Politicians’ concern grows as analog shutdown nears

The only politicians left in office after the analog television shutdown next February will be members of Congress. Members of the Bush administration will be long gone. That’s why so many members of Congress are worried about the digital television transition.

Consumer advocates gathered on Capitol Hill last week to lobby for more money to publicize the analog shutdown amidst worry that no matter how much is spent, there will still be millions who lose free television come February.

Bertha Graham, 69, a resident in Washington, D.C. and owner of four over-the-air television sets, told the “New York Times” she is content with the picture she gets with rabbit-ear antennas to watch “The Price is Right” each week.

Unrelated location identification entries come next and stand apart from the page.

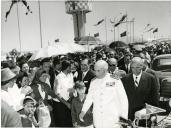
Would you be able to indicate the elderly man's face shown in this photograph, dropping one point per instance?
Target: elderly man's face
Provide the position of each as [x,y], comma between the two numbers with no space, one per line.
[100,72]
[25,67]
[136,68]
[46,66]
[25,81]
[112,66]
[84,65]
[29,108]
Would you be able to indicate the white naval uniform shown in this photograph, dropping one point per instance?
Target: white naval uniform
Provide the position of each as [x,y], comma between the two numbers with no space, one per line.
[109,101]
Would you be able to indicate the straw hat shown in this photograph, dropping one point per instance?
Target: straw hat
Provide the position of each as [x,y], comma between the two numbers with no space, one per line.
[6,76]
[33,101]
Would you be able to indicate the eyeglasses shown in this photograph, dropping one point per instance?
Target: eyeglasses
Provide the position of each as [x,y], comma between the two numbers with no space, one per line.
[112,64]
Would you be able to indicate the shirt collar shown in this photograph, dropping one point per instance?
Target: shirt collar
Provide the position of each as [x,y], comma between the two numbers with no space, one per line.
[139,76]
[85,72]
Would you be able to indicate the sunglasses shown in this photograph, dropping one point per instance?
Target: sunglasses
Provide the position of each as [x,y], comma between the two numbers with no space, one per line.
[112,64]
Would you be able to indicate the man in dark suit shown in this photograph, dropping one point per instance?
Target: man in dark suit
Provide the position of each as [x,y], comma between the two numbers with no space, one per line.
[152,72]
[85,75]
[140,88]
[124,63]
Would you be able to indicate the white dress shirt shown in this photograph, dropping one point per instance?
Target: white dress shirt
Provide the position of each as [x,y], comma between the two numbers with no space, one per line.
[63,85]
[138,78]
[109,101]
[16,96]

Graham said she lives on a fixed income and does not have money for unplanned expenses. Her son has offered to buy the converter boxes for her and help install them, but she has yet to accept his offer, saying that she disagrees with the whole thing on principle.

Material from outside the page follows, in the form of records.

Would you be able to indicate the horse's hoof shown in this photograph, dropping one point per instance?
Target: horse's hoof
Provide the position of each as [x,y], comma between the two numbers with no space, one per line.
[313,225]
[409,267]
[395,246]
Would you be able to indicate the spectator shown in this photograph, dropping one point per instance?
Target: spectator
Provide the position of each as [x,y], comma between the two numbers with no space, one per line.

It’s people like Graham that concern officials in Washington. At stake “is the ability of the nation’s most vulnerable populations to maintain uninterrupted access to their key source of news and information and emergency warnings over free, over-the-air television,” Mark Lloyd of the Leadership Conference on Civil Rights, a nonprofit advocacy group, told a Congressional hearing.

Last-minute demand for digital converter boxes could be so overwhelming that millions of people, many of them elderly, low-income or disabled, will lose service, members of Congress fear.

Congress has so far allocated only $5 million to educate the public about the DTV transition, far less than the cost of a single Senate campaign this election year in the United States. The DTV transition will disproportionately affect African-American and Hispanic households, said Lloyd.